Шефтсбери Антони Эшли Купер
- В одном только можно быть более чем уверенным — коль скоро у нас есть ум и мы не утратили желаний и чувств, всевозможные фантазии и капризы будут трудиться изо всех сил и, в обществе ли мы или наедине с собою, — они оттого не прервутся и не прервут своей деятельности. У них в любом случае будет поле деятельности.
- Все бесспорно ищут счастья, но вопрос в том, находим ли мы его, следуя природе и уступая своим обычным наклонностям или же подавляя эти наклонности и со страстью отдаваясь личной выгоде, узкому эгоизму или даже только сохранению жизни.
- Все превосходно, все заслуживает любви, все радует и веселит — все, кроме человека и его жизненных обстоятельств, которые не кажутся столь совершенными.

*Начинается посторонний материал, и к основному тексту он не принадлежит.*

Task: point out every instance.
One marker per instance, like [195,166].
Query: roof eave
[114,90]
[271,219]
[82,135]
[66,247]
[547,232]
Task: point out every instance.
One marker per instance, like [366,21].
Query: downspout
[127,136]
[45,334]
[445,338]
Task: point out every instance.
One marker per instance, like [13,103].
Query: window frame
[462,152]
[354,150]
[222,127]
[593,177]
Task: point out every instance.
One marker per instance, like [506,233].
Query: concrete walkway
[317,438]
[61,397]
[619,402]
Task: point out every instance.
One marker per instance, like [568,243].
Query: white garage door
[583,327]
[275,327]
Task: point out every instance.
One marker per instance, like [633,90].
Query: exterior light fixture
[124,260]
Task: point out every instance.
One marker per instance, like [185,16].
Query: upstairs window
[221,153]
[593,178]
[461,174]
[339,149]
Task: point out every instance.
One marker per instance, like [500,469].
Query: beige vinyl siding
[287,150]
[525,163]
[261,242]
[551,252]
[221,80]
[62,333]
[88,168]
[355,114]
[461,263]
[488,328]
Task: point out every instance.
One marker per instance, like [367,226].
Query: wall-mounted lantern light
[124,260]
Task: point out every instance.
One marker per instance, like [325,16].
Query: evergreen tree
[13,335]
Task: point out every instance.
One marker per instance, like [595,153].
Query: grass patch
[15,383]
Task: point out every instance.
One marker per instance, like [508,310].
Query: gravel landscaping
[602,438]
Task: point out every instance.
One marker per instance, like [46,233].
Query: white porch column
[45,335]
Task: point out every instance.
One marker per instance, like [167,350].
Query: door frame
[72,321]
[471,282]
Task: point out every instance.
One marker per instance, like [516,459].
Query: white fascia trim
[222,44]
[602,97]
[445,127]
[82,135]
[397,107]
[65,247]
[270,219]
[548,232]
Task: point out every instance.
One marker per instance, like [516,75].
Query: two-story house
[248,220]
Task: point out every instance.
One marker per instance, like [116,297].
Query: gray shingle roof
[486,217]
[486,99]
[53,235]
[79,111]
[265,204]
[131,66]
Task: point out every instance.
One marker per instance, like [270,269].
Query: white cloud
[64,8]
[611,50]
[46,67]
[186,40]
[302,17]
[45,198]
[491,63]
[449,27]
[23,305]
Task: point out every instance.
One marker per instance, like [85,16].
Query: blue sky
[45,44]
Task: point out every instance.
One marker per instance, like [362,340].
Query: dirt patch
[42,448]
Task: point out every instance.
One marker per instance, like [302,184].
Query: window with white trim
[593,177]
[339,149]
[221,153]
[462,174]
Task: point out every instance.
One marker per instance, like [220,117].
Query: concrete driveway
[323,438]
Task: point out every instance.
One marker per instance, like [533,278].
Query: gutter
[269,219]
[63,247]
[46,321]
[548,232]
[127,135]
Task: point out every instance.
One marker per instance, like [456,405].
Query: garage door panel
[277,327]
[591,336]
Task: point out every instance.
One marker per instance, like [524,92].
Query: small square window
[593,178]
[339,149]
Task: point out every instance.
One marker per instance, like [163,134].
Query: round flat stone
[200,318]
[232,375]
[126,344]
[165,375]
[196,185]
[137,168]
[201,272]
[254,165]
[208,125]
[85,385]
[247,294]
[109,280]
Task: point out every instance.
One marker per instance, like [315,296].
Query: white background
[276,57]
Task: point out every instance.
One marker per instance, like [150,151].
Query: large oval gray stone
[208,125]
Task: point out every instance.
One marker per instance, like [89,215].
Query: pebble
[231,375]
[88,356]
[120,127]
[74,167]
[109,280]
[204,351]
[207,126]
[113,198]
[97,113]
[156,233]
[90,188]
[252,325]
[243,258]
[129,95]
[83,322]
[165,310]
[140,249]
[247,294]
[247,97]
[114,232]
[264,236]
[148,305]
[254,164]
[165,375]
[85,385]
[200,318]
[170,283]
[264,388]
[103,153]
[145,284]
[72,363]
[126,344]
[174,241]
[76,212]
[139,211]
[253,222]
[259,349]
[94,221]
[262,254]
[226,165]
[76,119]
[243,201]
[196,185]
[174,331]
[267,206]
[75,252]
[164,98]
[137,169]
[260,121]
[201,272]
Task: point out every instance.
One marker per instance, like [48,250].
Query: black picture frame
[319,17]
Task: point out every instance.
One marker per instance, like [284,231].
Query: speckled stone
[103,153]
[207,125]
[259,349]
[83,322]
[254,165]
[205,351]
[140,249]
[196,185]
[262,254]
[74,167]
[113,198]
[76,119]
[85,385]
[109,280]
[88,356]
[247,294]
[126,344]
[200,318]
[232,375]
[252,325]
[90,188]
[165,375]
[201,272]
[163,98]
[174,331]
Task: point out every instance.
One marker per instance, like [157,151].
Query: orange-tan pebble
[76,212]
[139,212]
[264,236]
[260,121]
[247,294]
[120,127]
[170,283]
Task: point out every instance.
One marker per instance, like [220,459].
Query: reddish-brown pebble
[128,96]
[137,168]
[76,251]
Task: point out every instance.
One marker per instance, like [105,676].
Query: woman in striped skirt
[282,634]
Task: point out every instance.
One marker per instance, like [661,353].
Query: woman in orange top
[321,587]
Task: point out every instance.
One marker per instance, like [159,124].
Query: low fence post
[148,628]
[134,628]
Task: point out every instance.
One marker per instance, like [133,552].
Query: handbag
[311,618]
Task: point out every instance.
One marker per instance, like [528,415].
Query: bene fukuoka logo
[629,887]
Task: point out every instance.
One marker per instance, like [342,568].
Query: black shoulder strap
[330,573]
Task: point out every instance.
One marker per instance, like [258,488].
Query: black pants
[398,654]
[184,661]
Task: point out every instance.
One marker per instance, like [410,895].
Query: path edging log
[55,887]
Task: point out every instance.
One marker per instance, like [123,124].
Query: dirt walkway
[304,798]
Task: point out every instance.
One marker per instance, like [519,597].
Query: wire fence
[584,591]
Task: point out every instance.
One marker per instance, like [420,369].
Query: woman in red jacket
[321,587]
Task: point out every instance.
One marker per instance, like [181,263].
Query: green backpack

- Героизм и человеколюбие — почти одно и то же. Но стоит чувству этому хотя бы немного сбиться с пути, и любящий человечество герой превращается в свирепого безумца: освободитель и хранитель делается притеснителем и разрушителем.
- Для дурного выбора нет извинений.
- Единственный яд для разума — страсть. Ибо ложное
рассуждение быстро переменится, если пройдет страсть.
- Если добродетель сама по себе не ценна и не почтенна, то я не вижу, какой почет может быть в том, чтобы следовать ей ряди выгодной сделки. Если любовь к совершению добра сама по себе не есть склонность добрая и истинная, то я не знаю, возможна ли вообще доброта или добродетель.
- Если люди терпят разговоры о своих пороках, это лучший признак того, что они исправляются. Единственный способ спасти человеческое здравомыслие и сохранить разумность в мире — это дать свободу острому уму. Однако никогда не будет свободен острый ум там, где отнята свобода для насмешки.
- Кто имеет дело с характерами, не может не знать характер свой собственный — или же он вообще ничего не будет знать. А кто пожелает развлечь человечество чем-то полезным в таком роде, должен сначала сам быть уверен, что извлечет пользу для себя. Ибо в этом смысле совершенно справедливо сказать, что мудрость и милосердие должны начинаться с нас самих.
- Мнительное себялюбие и низость — вечные спутники нашего страха.
- Нашим мыслям в целом присущ такой темный и неясный язык, что самое трудное на свете — заставить их сказаться со всей отчетливостью.
- Нет ничего глупее и обманчивее половинчатого скептицизма. Ибо пока сомнение прилагается только в одной стороне, на другой тем сильнее растет достоверность. Одна сторона глупости кажется смехотворной, а другая все более раздувается и все больше лжет.
- Никакие мысли не покажутся правильными, если они не были использованы для надлежащего направления самих себя, если они не получили должную строгую форму еще прежде, чем были высказаны. Самое трудное, что есть в мире, — быть хорошим мыслителем, не будучи строгим критиком самого себя, и проверенным собеседником — в разговорах с самим собою.
- Отсутствие свободы несет ответственность за отсутствие подлинных нравов.
- Педантизм и ханжество — это такие жернова, которые способны утопить любую книгу, несущую на себе хотя бы малую толику их мертвого веса. Дух педанта не отвечает требованиям века — мир хочет, чтобы его учили, но не хочет, чтобы его опекали.
- Странно представить, чтобы война, самое дикое, что только есть, была страстью наиболее героических душ.
- Тот, кто оказывается настоящим другом, — тот и настоящий человек, тот не остается в долгу и перед обществом.
- Тот, кто уверен в жизни после смерти, не нуждается в чрезмерных заботах о судьбе добродетели в этом мире.
- Художник, если он не лишен гения, понимает правду и единство в замысле, он понимает, что перестанет быть естественным, если будет слишком тесно следовать за природой и во всем воспроизводить ее.
- Человек — альтруист по натуре, и истинная мораль не нуждается в поддержке религией. В человеке, который стал нравственным под влиянием религии, нет правды, истинной набожности и святости больше, чем бывает доброты и ласковости в тифе, посаженном на цепь.
- Чем больше давление, тем резче сатира. Чем ужаснее рабство, тем она тоньше.
- Что для одних — нелепость, для других — доказательство.